Despite overwhelming responsibilities, Cobb and about 800 veterans and 200 active-duty military personnel enrolled as students at UF this semester aren’t on their own.
UF was named a 2016 Military Friendly School Thursday after participating in a school-wide survey and selection process instituted by Victory Media, an organization known for publishing resources for veterans such as G.I. Jobs.
The survey, which was sent out to more than 10,000 universities, colleges and trade schools nationwide, assesses resources and policies directed at actively serving or veteran students.
Institutions are evaluated on categories including academic credibility, support on campus, admission, graduation and retention rates, tuition assistance and total number of veterans attending, according to Military Friendly’s methodology webpage.
This is the first time that UF has participated in the survey and has been designated as Military Friendly, said UF spokesman Steve Orlando. UF is among 68 schools in Florida that were selected for the distinction.
The Military Friendly survey was an opportunity to let veterans know about key resources, Orlando said. It was not in response to incidents involving former Zeta Beta Tau fraternity members in April, he said.
Alan Ferry, the 28-year-old president of the UF Collegiate Veterans Society, is in his fourth year as an aerospace engineering undergraduate. He said attending UF was always in his plans after leaving the Air Force.
“They gave you a list of vet-friendly schools. I opened it up, flipped to Florida and saw that UF wasn’t on the list,” said Ferry, describing the day when the military explained his benefits and the GI Bill to him. “We’re a very visible school, especially compared with others in the state. For us to not be on that list was glaring. Our programs are great, no doubt, but being not vet-friendly could scare people off.”
After serving in the Marine Corps and attending Santa Fe College in 2006, Randall Martin noticed the growth of resources for veterans in his undergraduate studies at UF.
It wasn’t until he returned to UF as a master’s student in the soil and water science department that the 31-year-old recognized the needs of student veterans and got involved as the treasurer of the Collegiate Veterans Society.
“We’re coming here as juniors or seniors, which is different from everyone else who might come to the university for the first time,” he said. “There’s only two years here for these students and before now, there wasn’t any centralized meeting place. It definitely changed how we do business.”
While the Collegiate Veterans Society has been active since 2006, Ferry and Martin believe UF has been able to earn the Military Friendly designation because of recent collaboration.

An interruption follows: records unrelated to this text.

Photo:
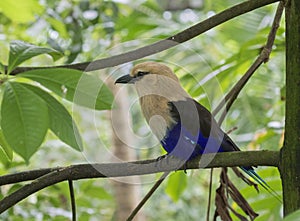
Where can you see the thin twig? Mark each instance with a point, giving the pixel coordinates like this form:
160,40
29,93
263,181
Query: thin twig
87,171
148,195
72,198
262,58
165,44
209,193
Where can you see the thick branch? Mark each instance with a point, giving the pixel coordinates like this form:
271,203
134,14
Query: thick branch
262,58
165,44
87,171
290,153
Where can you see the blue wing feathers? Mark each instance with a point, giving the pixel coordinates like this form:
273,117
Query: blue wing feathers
196,132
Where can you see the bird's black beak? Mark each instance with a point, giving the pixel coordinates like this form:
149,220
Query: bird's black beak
126,79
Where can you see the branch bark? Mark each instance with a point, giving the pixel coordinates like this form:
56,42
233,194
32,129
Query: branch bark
165,44
290,153
51,176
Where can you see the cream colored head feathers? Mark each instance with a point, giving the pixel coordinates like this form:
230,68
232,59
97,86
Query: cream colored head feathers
156,85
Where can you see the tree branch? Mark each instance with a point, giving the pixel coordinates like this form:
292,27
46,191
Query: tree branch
52,176
262,58
165,44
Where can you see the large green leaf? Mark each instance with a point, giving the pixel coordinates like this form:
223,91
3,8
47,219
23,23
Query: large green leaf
176,185
21,51
75,86
5,146
2,68
24,119
61,122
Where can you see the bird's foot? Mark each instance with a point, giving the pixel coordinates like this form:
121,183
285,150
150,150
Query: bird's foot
160,159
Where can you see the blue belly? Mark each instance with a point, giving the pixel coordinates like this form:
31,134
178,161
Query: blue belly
180,143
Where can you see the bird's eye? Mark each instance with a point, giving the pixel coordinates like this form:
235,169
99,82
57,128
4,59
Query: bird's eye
141,73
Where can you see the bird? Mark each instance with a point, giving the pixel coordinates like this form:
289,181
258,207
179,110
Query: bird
184,127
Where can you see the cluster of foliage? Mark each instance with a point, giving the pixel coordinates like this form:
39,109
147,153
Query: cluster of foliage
81,30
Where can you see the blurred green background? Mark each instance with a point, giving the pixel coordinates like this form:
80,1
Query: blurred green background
208,66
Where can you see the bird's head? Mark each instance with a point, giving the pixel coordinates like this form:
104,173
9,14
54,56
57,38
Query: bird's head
147,72
153,78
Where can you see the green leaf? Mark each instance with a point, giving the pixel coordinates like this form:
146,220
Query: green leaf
2,68
61,122
5,146
21,11
59,26
176,185
24,119
75,86
21,51
293,216
4,158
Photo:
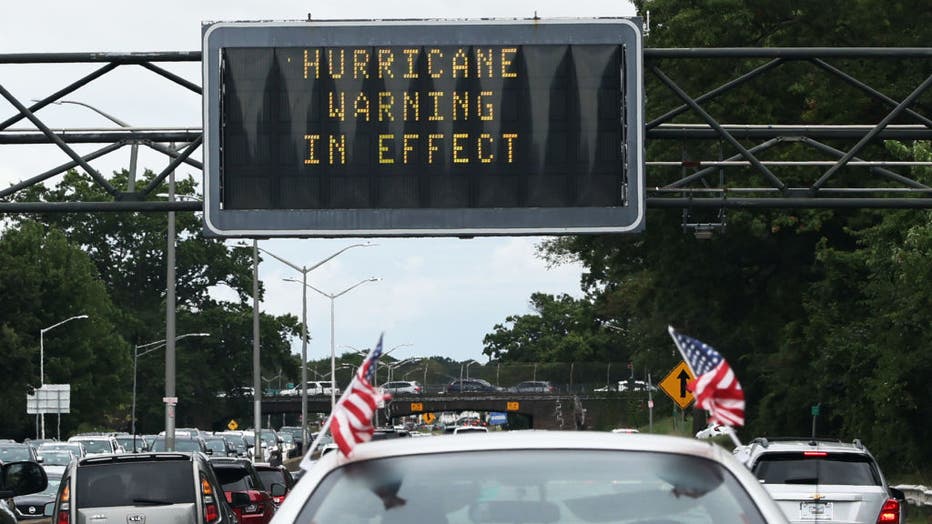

Five years ago, Ferry said, the Veterans Success Center didn’t exist. Both Ferry and Martin praised VetSuccess counselor Charlotte Kemper for personalizing veteran resources and helping veterans with individual problems.
“Looking for a place to go? We have the Center. Someone to help you? We have Charlotte and the society and the affairs office,” Martin said. “Large projects, such as the center, and even smaller projects just require someone to say something, and it gets done now.”
Cobb said he believes that veteran resources bring
s much-needed relief in financial affairs, monitoring disabilities and overall training to help veterans and those actively serving.
Cobb hopes the Military Friendly designation will inspire further growth.
“Veterans are a peculiar bunch that see any kind of outside help as a weakness, and warriors don’t want to show any weakness,” he said. “It takes a keen eye and ear to listen and see when someone needs help.”